A broadband near-infrared (NIR) light source based on a phosphor-converted light-emitting diode (pc-LED) has attracted increasing interest to be used in non-destructive examination, security-monitoring and medical diagnosis fields, which stimulates the exploration of NIR phosphors with high performance. Herein, a series of Cr³⁺-activated garnet Ln₃ScInGa₃O₁₂:Cr³⁺ (Ln = La, Gd, Y, and Lu) phosphors were reported, allowing an emission peak ranging from 726 to 822 nm.
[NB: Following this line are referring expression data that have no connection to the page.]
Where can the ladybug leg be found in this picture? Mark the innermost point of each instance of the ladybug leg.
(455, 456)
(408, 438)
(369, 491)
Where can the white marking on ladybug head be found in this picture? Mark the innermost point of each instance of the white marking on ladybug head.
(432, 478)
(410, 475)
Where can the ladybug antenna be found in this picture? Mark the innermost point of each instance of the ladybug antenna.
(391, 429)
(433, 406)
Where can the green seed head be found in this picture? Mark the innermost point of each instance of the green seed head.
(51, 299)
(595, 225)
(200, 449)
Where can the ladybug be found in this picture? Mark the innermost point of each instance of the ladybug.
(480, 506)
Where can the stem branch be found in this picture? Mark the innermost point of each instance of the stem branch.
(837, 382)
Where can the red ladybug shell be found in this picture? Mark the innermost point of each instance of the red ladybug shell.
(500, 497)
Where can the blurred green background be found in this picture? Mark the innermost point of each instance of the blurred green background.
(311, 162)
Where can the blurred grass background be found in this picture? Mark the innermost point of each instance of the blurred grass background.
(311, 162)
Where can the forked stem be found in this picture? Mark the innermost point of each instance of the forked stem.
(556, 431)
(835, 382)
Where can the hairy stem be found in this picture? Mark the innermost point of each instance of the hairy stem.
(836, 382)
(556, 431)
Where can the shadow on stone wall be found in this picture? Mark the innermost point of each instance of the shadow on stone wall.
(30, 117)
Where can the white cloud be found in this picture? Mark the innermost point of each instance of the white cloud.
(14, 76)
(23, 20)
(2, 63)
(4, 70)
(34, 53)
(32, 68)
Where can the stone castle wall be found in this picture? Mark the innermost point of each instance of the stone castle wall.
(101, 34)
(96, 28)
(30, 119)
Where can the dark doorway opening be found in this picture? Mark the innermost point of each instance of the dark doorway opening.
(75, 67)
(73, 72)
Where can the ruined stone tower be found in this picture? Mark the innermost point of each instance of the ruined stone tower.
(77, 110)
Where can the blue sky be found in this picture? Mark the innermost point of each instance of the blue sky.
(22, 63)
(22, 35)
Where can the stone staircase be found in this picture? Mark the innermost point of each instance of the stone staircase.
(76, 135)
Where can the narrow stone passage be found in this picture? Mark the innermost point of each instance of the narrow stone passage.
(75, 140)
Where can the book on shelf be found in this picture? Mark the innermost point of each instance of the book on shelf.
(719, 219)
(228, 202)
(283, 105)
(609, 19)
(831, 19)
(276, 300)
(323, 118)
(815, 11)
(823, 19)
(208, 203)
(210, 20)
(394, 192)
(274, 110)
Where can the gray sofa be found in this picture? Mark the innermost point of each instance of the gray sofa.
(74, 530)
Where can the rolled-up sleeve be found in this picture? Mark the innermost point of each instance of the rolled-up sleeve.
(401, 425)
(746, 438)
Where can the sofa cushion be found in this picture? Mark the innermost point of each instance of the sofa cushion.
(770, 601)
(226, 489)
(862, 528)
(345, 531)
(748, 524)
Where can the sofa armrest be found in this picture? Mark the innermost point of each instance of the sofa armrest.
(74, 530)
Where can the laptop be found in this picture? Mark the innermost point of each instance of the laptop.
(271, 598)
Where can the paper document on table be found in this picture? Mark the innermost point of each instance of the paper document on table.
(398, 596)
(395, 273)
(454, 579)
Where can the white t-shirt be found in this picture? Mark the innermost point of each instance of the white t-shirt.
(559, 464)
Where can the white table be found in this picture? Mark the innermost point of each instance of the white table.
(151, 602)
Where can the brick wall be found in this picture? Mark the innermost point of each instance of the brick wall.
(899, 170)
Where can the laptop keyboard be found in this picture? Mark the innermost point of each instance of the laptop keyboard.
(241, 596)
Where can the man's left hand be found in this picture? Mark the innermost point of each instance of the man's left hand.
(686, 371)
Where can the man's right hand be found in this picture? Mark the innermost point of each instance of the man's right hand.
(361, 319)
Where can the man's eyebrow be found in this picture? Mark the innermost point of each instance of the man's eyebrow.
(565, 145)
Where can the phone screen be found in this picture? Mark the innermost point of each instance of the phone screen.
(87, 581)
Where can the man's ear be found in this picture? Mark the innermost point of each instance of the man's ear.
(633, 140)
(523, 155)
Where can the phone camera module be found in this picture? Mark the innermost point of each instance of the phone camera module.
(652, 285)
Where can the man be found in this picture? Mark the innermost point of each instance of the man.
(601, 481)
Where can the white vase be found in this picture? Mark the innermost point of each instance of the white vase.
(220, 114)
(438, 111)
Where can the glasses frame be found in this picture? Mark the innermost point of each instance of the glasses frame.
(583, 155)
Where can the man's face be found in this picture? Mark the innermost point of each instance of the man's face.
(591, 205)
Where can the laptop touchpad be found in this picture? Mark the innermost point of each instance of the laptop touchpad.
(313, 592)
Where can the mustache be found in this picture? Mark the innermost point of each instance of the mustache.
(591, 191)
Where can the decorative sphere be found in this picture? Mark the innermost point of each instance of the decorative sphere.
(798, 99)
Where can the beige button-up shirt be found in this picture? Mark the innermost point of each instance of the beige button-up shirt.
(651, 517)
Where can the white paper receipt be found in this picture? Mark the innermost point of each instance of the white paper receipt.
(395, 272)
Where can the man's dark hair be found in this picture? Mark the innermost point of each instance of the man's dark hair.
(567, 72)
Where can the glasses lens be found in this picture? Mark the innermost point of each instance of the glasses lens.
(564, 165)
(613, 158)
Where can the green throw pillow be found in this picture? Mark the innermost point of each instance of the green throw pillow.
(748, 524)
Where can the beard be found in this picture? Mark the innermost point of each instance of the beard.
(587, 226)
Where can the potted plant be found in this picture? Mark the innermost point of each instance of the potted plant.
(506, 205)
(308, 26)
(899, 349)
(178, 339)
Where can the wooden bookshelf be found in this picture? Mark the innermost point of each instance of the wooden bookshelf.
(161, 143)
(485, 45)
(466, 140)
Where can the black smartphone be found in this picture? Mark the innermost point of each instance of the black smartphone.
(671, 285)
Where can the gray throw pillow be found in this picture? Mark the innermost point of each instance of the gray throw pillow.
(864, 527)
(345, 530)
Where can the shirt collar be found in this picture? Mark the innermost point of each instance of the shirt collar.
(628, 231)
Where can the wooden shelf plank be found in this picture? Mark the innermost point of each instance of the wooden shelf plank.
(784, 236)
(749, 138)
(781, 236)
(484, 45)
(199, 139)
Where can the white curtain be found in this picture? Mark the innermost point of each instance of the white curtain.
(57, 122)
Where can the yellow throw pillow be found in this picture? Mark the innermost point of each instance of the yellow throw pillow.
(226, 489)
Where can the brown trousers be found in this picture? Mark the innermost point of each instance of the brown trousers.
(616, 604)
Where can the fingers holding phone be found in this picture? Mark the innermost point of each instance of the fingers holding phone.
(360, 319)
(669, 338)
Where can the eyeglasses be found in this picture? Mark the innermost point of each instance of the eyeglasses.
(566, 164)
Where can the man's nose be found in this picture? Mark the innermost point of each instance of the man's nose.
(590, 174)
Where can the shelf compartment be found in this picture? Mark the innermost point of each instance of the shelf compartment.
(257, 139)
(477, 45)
Among them, Y₃ScInGa₃O₁₂:Cr³⁺ with an optimized Cr³⁺-doping concentration of 6 mol% exhibits a high internal quantum efficiency (IQE = 83.1%) and excellent absorption efficiency (AE = 44.2%) under 450 nm blue light excitation, enabling an external quantum efficiency as high as 36.7%. Moreover, this material can maintain 93.0% of the initial intensity when heated up to 423 K, implying outstanding thermal stability. Finally, a prototype NIR pc-LED device was fabricated by coating the optimized phosphor on a 455 nm LED chip, which generates a broadband NIR emission with a peak located at 765 nm and a full width at half maximum of 127 nm. The NIR output power and NIR photoelectric conversion efficiency of this device were found to be 38.01 mW and 11.0%, respectively, under 100 mA driving current, demonstrating the feasibility of this material to be applied in NIR pc-LEDs.